O advérbio tão, presente na frase que indica, modifica e intensifica os adjectivos de cor verde e castanho, indicando aumento de qualidade ou grau superior. Note-se que, por vezes, na construção do grau dos adjectivos, podem ocorrer intensificadores como tão e bem a substituir o advérbio muito. Segundo Evanildo Bechara, Gramática Escolar da Língua Portuguesa, «o superlativo indica que a qualidade do ser ultrapassa a noção comum que temos dessa mesma qualidade (...) e é absoluto ou intensivo». Ainda, de acordo com Celso Cunha e Luís F. Lindley Cunha, Nova Gramática do Português Contemporâneo, «o superlativo absoluto analítico constrói-se com a ajuda de outra palavra, geralmente, um advérbio indicador de excesso — muito, imensamente, extraordinariamente, excessivamente, grandemente, entre outros». Já que corresponde às características que acabam de ser apontadas, o advérbio tão pode, portanto, ocorrer na construção do grau superlativo.

Pergunta:

Como se deve ler (pronúncia) de forma correcta a palavra expletivo?

Resposta:

Em português europeu, há duas possibilidades (cf. Grande Dicionário da Língua Portuguesa, da Porto Editora, e Dicionário da Língua Portuguesa Contemporânea, da Academia das Ciências de Lisboa):

a) pronunciar a sequência ex- como "eis" (transcrição fonética [ɐjʃ]): [ɐjʃ]pletivo;
b) ou pronunciá-la como o es- de escola, isto é, como "is-" ou, como é mais frequente, simplesmente como um "s" chiado: [iʃ]pletivo ou [ʃ]pletivo.

Acrescente-se que o e da sílaba -ple- está descrito como e aberto no dicionário da Academia das Ciências de Lisboa. Sendo assim, há duas pronúncias possíveis para a palavra em apreço: [ɐjʃplɛtivu], [(i)ʃplɛtivu]. Paul Teyssier (Manual de Língua Portuguesa, Coimbra, Coimbra Editora, 1989, págs. 28/29) considera que a pronúncia com [ɐjʃ] é mais enfática, enquanto a que envolve [(i)ʃ] é normal.

Pergunta:

Na frase «Eu não saberia se você voltasse», o se é conjunção condicional, ou concessiva? Por favor, considerem com cuidado a possibilidade de ser concessiva... Caso contrário, expliquem-me por que é condicional (de modo mais extenso). Aguardo ansioso. Abraço!

Resposta:

Se a conjunção se for a única palavra que introduz uma oração, não é uma conjunção concessiva, sendo antes classificada do seguinte modo (cf. Evanildo Bechara, Moderna Gramática Portuguesa, Rio de Janeiro, Editora Lucerna, 2002, págs. 323/324):

a) como conjunção integrante: «Perguntou se era possível passar.»

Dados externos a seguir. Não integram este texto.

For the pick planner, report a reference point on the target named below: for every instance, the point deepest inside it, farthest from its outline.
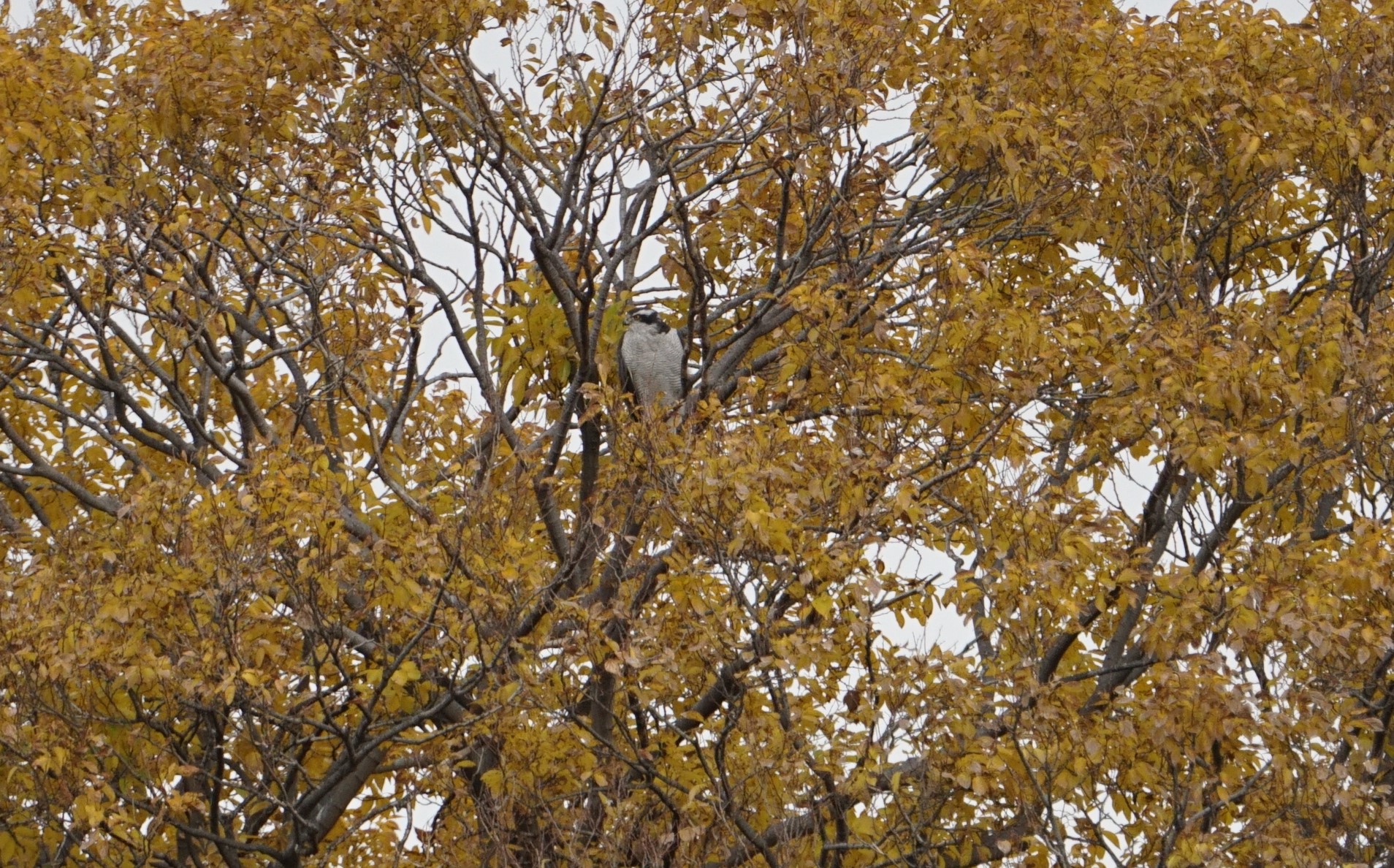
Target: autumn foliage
(330, 537)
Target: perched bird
(651, 359)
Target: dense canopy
(331, 538)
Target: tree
(331, 539)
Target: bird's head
(644, 316)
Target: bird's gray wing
(625, 381)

b) como conjunção condicional: «Eu não partiria, se você voltasse.»1

Não obstante, há quem a classifique de maneira diferente. Por exemplo, além de a registar como conjunção integrante e condicional, o Dicionário Houaiss classifica-a também como:

c) conjunção temporal: «Se fala, irrita a todos.»

d) conjunção causal: «Se você tem carro, por que ir a pé?»

Deve, no entanto, observar-se que os usos evidenciados em c) e d) são exemplificativas de valores que podem estar associados às orações condicionais, como aliás aponta Bechara (op. cit., pág. 498):

«As orações condicionais não só exprimem condição, mas ainda podem encerrar as ideias de hipótese, eventualidade, concessão, tempo, sem que muitas vezes se possam traçar demarcações entre esses vários campos do pensamento.»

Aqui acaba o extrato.